Quando congelar óvulos?
O congelamento de óvulos é uma alternativa cada vez mais procurada. A técnica consiste em coletar os gametas diretamente dos ovários e mantê-los congelados até um procedimento futuro.
Helena recomenda a prática especialmente para mulheres na casa dos 30 anos que desejam engravidar mais tarde, por volta dos 40. Assim, no futuro, poderão realizar fertilização in vitro utilizando óvulos mais jovens, o que aumenta as chances de sucesso do procedimento.

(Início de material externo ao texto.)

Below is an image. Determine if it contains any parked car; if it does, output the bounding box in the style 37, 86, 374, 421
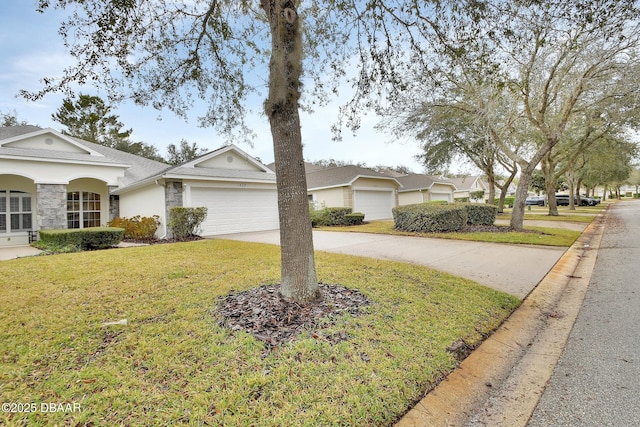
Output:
524, 196, 546, 206
580, 196, 600, 206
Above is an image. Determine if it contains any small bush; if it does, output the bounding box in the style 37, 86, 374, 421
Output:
464, 203, 498, 225
344, 212, 364, 225
393, 203, 467, 233
167, 206, 207, 240
311, 208, 353, 227
108, 215, 160, 240
37, 227, 124, 252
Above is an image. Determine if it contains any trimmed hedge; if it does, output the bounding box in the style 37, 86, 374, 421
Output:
39, 227, 124, 250
344, 212, 364, 225
311, 208, 364, 227
107, 215, 160, 239
464, 203, 498, 225
393, 203, 468, 233
167, 206, 208, 240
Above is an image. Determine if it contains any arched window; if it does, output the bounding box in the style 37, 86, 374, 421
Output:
67, 191, 100, 228
0, 190, 33, 233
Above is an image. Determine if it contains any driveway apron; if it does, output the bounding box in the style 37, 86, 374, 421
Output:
215, 230, 566, 298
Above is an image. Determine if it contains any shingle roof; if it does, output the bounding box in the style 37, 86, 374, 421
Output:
307, 165, 396, 190
0, 125, 170, 186
448, 175, 480, 191
396, 173, 455, 191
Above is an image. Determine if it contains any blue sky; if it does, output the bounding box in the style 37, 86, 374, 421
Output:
0, 0, 430, 172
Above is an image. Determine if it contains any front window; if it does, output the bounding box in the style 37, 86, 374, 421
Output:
67, 191, 100, 228
0, 190, 33, 233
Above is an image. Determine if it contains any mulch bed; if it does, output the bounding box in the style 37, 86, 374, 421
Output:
458, 224, 544, 234
217, 283, 370, 349
122, 236, 204, 245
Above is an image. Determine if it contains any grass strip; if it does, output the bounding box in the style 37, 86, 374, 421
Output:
317, 221, 581, 247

A médica explica que a qualidade dos óvulos diminui conforme a idade, o que justifica a pertinência da prática:
— Não há exame capaz de medir a qualidade dos óvulos, o único fator que fala sobre isso é a idade da mulher. Eu sei que os óvulos de uma mulher de 35 são piores que os de alguém com 30 e melhores que os de uma mulher de 40. Por isso, o congelamento é uma ótima alternativa para quem planeja engravidar mais tarde.
O professor Eduardo Pandolfi Passos chama atenção para a necessidade de uma "educação reprodutiva". Ele observa que muitas mulheres desconhecem a relação entre a idade e a diminuição da qualidade dos óvulos, e só encontram esta informação quando já é "tarde demais":
— Defendo que as mulheres, pelo menos entre 30 e 35 anos, sejam informadas disso pelos seus médicos, para que possam fazer um planejamento reprodutivo e tomar a decisão que fará mais sentido para elas, evitando frustrações e sofrimento no futuro.
Quais os riscos da reprodução assistida?
O médico esclarece que, de modo geral, os procedimentos de reprodução assistida não apresentam riscos à saúde da mulher. Porém, antes do início de qualquer tratamento, a paciente será avaliada clinicamente.
O maior risco está relacionado à própria gestação, que será mais delicada para mulheres acima dos 40 anos ou com quadros como obesidade e hipertensão.
Quanto aos cuidados necessários durante a gravidez, Passos afirma que são semelhantes aos de uma gestação natural, com atenção redobrada nos três primeiros meses.
Quanto custam os procedimentos?
Um ciclo completo de fertilização in vitro, com todas as etapas laboratoriais, a transferência dos embriões e a medicação que acompanha o tratamento, custa, em média, entre R$ 20 e R$ 30 mil.
Já a inseminação intra-uterina é uma opção mais barata. Os valores costumam ficar entre R$ 5 e R$ 10 mil.
Os procedimentos de reprodução assistida também podem ser realizados pelo SUS, por meio de encaminhamento pelas unidades básicas de saúde. Porém, a espera pode ser longa.
No Rio Grande do Sul, somente duas instituições realizam procedimentos de reprodução assistida pelo SUS: o Hospital de Clínicas de Porto Alegre (HCPA) e o Hospital Fêmina.
Outra alternativa são projetos sociais que operam em parceria com clínicas especializadas. No Estado, um exemplo de iniciativa é o Nós Tentantes, que beneficia mulheres com fertilizações in vitro e congelamento de óvulos gratuitos.